One of the main purpose of amateur radio is to
experiment new things.
Then, I think it's globally a good idea to experiment new routing
variants, that are more suitable with today and tomorrow usages. Of
course, this will raise compatibility issues and routing problems. But
that's our job to find solutions :-)
In general I think that is true. But in this particular case, that experiment is just
there
to work around unfortunate decisions made in the past. I can understand that it is now a
lot
of work to re-work the German HAMNET to make it compatible with a plain routed address
space,
but I do not see it as my responsibility to jump through hoops instead.
When it would be a simple change, I would not have a problem. But as it is now, it is
just as
much work for us to cover their irregularities than it is for them to adapt their
network.
In that case I favor the "clean solution".
Here, in Corsica, we'll try to adapt our home-made
system (OpenVPN
tunnels to two central gateways, and OSPF routing through 10.0.0.0/8
private addressing) to AMPR addressing. One of the main advantages is
that user connection is very easy (we developed a Plug and Play system
called "TKBox" : an OpenWRT router, which opens VPN tunnels to our two
data centers, in VPN pass-through mode). It's suitable for a remote
location such as our island, because our two data centers will be the
only points of connection with the outside world. All the specific
routing and firewalling has to be tone only there.

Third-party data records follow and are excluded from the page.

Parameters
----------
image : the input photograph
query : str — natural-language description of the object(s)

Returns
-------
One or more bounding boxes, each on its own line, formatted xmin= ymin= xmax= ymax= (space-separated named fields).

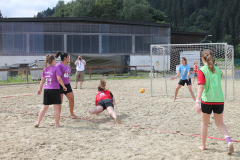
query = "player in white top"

That is very similar to what we do here on the 44.137.0.0/16 network and you will not
encounter
the difficulties of NAT when you do it that way. All traffic internal and outside of your
network
is just plain routed. We use OpenVPN only for end-users that connect to our gateway and
get
44Net space but only over the tunnels. However, that is the "novice class" of
AMPRnet, we really
do not want users to connect that way forever. They should use radio links, and when no
access
point is available they should get together and establish one. And that is developing
rapidly.
Of course access points would ideally be linked to other access points via radio, but
until their
density is sufficient to make that possible we also allow a VPN connection to a central
router
located in the datacenter, either GRE or L2TP/IPsec, and we run BGP over that connection
so it
can be used for the connectivity to AMPRnet or as a backup in case their are problems with
the
radio link. Radio links have preference in the recommended BGP setup.
In this network we have untranslated internet access for every station because we do not
directly
send traffic on a user's internet connection (only the tunneled traffic to the central
router that
forwards the encapsulated 44Net packets to internet).
In my opinion that is the correct way to do it.
Of course if you want to setup many gateways like that across a larger country, the
practical
difficulty is that you need to negotiate BGP routing in many places. It is so much easier
to just
give in on that and go out via NAT over some local amateur's internet connection.
But it causes the problems that Jann is now facing.